À trois jours de la décision du tribunal de commerce de Toulouse, le financier Matthieu Pigasse appelle l’État à soutenir son offre de reprise de Fibre Excellence, numéro un français de la pâte à papier. Malgré un projet de 90 millions d’euros bâti avec deux régions et des investisseurs, le repreneur conditionne son plan à des aides publiques sur l’électricité, le bois et les quotas carbone. Pour l’heure, Bercy juge l’offre insuffisante pour sauver les 545 salariés concernés.
Le financier Matthieu Pigasse a demandé ce vendredi 24 juillet « un effort » au gouvernement pour soutenir son projet de reprise du fabricant de pâte à papier Fibre Excellence sur lequel doit se prononcer lundi le tribunal de commerce de Toulouse.
« On a construit en six semaines avec (…) les régions Occitanie, Provence-Alpes-Côte d’Azur, les syndicats et un certain nombre d’investisseurs un projet industriel et social de long terme » susceptible de « sauver cette entreprise et les emplois », a déclaré M. Pigasse à l’AFP.
« Cette offre mobilise au total plus de 90 millions d’euros (…) Elle repose sur un certain nombre de conditions. Il y a les engagements que nous prenons et elle demande à l’Etat un effort sur trois sujets: le coût de l’électricité, l’approvisionnement en bois ONF et les quotas carbone (…) Il appartient à l’État de dire s’il veut remplir ces conditions », a-t-il ajouté.
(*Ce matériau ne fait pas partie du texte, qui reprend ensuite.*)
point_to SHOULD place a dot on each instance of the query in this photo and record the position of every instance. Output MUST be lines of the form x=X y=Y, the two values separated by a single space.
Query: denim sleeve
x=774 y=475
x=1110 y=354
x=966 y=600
« Je ne veux pas faire de politique »
M. Pigasse fait allusion au tarif de rachat de l’électricité produite par Fibre Excellence, à l’approvisionnement en bois aidé par l’Office national des forêts (ONF), alors que le cours de cette matière première a grimpé, mettant l’entreprise en difficulté, et à la réintégration du fabricant de pâte à papier dans le système européen des quotas carbone.
« Je ne veux pas faire de politique et je ne veux pas créer de polémique », a encore affirmé M. Pigasse, alors que le ministre de l’Economie, Roland Lescure a estimé mardi que son offre de reprise « n’est pas au niveau ».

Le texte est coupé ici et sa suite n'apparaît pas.